Vor dem World Cup stand fest, dass Fabiano Caruana und Ding Liren für das Kandidatenturnier 2020 qualifiziert sind. Dazu sollten sich nun die beiden World-Cup-Finalisten gesellen, sodass Anfang Oktober vier der acht Kandidaten feststehen würden.
Stattdessen sind es drei. Der World Cup hat zu dem kuriosen Ergebnis geführt, dass mit Anish Giri ein Kandidat gefunden wurde, der in der dritten Runde ausgeschieden war. Der eine Finalist, Ding Liren, war schon vor Beginn des World Cups Kandidat. Der andere, Teimour Radjabov, ist bestenfalls ein Wackelkandidat. Der Aseri spielt Schach allenfalls noch semiprofessionell, und er sagt, dass er noch nicht weiß, ob er nächstes Jahr in Jekaterinenburg antreten wird.
Caruana als WM-Herausforderer 2018 stand von Beginn an als erster Kandidat fest. Im Lauf des Jahres 2019 kristallisierte sich heraus, dass aufgrund seines konstant hohen Ratings von über 2800 Ding Liren der zweite Kandidat sein würde. Ginge es nur um das Kandidatenturnier, Ding hätte den World Cup gar nicht spielen müssen.
Als er dort das Halbfinale erreicht hatte, traf er auf seinen Landsmann Yu Yangyi. Sogleich sprossen Theorien, dass nun der eine Chinese dem anderen den Weg zum WM-Match Ende 2020 bahnen könne. Ding hätte erst das World-Cup-Halbfinale verlieren müssen, Yu wäre Kandidat gewesen. Im Kandidatenturnier würde Yu Ding zwei Punkte zuschustern können, was Ding mit einiger Wahrscheinlichkeit reichen würde, um das Turnier zu gewinnen, wenn es ansonsten normal läuft.
Der untadelige Sportsmann Ding besiegte den untadeligen Sportsmann Yu im Halbfinale des World Cups, und damit hatten sich derartige Spekulationen erledigt. Aber es bleibt der Umstand, dass die Konstellation eine unglückliche war, eben weil sie solche Spekulationen gebar. Und wer erinnert sich nicht an Bobby Fischer und die Sowjets?
Halbfinale wichtiger als das Finale
Von der FIDE war dazu bislang kein Wort zu vernehmen. Der Vorschlag, das Halbfinale in solchen Fällen neu zu paaren, um Matches zwischen Landsleuten zu vermeiden, steht ebenso unbeantwortet im Raum wie der Vorschlag, im Halbfinale vier und im Finale zwei klassische Partien zu spielen. Beides würde Sinn ergeben angesichts eines Turniers, dessen wichtigste Entscheidungen im Halbfinale fallen.
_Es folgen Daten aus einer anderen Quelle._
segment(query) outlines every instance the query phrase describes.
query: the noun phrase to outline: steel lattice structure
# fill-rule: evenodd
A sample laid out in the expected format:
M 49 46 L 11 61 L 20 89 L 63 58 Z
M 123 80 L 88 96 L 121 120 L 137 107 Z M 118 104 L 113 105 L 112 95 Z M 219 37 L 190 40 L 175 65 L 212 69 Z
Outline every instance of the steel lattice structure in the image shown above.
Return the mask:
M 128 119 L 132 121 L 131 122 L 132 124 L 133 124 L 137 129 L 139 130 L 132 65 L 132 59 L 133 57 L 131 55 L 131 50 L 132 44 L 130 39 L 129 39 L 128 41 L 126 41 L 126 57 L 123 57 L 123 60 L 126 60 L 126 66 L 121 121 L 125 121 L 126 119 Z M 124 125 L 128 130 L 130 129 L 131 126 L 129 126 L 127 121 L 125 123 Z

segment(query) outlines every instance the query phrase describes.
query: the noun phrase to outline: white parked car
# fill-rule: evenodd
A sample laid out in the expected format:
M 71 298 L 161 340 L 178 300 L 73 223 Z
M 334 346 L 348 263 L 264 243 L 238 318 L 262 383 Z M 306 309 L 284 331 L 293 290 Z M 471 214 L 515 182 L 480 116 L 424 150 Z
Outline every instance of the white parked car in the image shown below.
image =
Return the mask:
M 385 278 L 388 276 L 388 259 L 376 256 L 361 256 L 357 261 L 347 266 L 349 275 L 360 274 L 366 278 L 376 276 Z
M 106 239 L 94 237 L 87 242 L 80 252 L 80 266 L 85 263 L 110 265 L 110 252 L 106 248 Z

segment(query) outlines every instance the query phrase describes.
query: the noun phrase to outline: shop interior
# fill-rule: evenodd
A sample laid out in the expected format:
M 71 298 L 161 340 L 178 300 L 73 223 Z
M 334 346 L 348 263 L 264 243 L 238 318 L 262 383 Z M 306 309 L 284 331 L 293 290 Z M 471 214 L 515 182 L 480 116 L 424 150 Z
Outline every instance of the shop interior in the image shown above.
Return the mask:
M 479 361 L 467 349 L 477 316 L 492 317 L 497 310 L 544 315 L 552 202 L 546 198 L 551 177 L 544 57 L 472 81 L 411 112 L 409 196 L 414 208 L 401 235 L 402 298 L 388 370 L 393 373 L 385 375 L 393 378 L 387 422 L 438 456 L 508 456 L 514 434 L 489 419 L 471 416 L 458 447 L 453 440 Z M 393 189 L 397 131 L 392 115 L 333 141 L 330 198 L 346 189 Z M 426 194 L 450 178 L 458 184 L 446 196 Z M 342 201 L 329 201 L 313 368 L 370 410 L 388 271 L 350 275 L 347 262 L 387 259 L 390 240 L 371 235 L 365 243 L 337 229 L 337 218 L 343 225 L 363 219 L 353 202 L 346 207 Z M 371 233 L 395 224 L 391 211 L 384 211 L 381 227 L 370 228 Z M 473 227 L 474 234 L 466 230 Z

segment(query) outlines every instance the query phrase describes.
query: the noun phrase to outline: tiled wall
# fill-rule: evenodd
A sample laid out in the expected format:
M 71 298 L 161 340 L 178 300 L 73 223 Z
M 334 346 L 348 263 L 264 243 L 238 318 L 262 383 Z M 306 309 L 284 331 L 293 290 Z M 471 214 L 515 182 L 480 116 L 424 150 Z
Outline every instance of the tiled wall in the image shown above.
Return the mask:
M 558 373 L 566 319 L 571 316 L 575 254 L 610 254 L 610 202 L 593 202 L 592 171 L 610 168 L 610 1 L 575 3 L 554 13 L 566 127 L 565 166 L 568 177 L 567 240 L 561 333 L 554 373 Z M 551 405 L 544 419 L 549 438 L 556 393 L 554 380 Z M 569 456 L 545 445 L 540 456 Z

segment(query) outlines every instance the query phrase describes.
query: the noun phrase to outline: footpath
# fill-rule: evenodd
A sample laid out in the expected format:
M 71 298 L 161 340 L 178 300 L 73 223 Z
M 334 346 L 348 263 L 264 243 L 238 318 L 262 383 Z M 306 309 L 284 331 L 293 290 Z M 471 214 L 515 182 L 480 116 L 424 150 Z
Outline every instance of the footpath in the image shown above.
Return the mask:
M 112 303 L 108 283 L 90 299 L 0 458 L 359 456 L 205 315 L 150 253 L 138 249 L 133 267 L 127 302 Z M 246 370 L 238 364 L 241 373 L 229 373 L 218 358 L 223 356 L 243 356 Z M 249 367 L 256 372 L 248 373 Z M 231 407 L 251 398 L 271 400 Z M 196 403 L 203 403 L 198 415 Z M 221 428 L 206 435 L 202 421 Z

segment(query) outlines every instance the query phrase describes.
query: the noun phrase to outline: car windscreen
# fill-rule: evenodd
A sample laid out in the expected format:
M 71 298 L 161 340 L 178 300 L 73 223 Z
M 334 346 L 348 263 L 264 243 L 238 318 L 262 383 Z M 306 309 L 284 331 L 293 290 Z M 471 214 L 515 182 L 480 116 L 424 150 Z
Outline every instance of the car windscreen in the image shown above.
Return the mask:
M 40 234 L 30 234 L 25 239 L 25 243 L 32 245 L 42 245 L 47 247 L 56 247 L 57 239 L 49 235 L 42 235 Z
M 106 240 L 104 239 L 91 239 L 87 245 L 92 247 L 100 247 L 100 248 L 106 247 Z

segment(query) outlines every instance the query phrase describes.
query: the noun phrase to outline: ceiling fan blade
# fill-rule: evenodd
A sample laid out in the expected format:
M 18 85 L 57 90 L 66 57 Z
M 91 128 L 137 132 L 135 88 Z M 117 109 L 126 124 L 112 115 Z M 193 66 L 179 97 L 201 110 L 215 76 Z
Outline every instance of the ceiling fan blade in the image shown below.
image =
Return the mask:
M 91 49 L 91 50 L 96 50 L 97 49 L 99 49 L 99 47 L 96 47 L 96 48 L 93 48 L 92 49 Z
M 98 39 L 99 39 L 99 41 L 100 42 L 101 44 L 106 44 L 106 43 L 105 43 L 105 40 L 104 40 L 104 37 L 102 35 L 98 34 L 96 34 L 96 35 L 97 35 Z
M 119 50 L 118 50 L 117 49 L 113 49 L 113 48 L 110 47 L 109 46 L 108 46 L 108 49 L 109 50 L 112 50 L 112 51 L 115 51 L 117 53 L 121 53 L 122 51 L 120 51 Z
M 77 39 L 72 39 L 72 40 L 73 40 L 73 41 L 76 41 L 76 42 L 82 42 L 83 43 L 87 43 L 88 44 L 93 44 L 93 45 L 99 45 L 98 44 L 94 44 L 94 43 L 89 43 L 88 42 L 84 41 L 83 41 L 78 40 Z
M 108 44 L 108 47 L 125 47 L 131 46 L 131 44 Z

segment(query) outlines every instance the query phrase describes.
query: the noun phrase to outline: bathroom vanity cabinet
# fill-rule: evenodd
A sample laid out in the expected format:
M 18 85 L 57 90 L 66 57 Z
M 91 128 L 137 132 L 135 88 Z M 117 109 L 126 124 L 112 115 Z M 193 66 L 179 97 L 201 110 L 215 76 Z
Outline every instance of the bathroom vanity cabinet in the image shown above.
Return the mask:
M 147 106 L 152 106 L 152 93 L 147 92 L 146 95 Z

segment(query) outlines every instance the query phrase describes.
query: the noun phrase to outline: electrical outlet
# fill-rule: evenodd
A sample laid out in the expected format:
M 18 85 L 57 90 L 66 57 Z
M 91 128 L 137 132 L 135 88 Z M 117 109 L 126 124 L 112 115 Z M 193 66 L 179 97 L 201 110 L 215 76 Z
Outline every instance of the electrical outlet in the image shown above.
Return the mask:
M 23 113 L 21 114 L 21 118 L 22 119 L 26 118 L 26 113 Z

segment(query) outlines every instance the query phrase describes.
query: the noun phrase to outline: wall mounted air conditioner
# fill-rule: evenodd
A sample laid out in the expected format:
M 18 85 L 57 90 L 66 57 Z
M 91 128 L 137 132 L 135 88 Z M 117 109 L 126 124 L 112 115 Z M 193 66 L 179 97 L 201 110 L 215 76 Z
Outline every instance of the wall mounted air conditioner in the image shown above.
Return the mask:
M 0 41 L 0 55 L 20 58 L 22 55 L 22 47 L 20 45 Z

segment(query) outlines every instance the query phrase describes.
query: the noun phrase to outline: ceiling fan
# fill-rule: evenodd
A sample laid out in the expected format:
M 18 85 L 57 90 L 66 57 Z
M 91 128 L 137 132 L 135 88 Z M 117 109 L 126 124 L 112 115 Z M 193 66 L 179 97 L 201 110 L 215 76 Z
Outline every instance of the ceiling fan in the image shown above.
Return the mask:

Dings Kandidatenstatus hat sich nicht geändert, aber er gilt nun als Qualifikant via World Cup. Dadurch wurde der Rating-Spot frei, und der wird an Anish Giri gehen – außer Maxime Vachier-Lagrave gewinnt bis November 27 Elo. Was extrem unwahrscheinlich ist.
Die Alternativchance, dass Anish Giri bis November massiv Rating verliert, besteht jedenfalls nicht: Kaum hatte Ding das Finale des World Cups erreicht, zog Giri seine Teilnahme am Grand Swiss im Oktober auf der Isle of Man zurück. Wir dürfen das als Vorsichtsmaßnahme interpretieren, mit der Giri seinen Ratingvorsprung auf MVL konservieren will.
Zieht Radjabov zurück, ist MVL drin
Kaum einem Spieler gönnt die Schach-Fangemeinde die Teilnahme am Kandidatenturnier so sehr wie dem Franzosen, der nun beim World Cup das undankbare Match um Platz drei spielen muss. Verdient hätte er es sowieso, und er wäre einfach mal an der Reihe. Und er ist ja auch noch nicht raus aus dem Kandidaten-Rennen.
Sollte Remiskönig Teimour Radjabov das Kandidatenturnier absagen, würde sich ein Hintertürchen für MVL öffnen. Laut Reglement rückt der Spieler mit dem besten Durchschnittselo der vergangenen Monate nach. Das wäre, Stand jetzt, MVL (hauchdünn vor Mamedyarov), für den obendrein weiterhin die Chance besteht, sich per Grand Prix zu qualifizieren. Dafür wird er ab dem 5. November in Hamburg eine exzellente Leistung abliefern müssen. Am Grand Swiss auf der Isle of Man, dessen Sieger ebenfalls Kandidat wird, nimmt MVL nicht teil.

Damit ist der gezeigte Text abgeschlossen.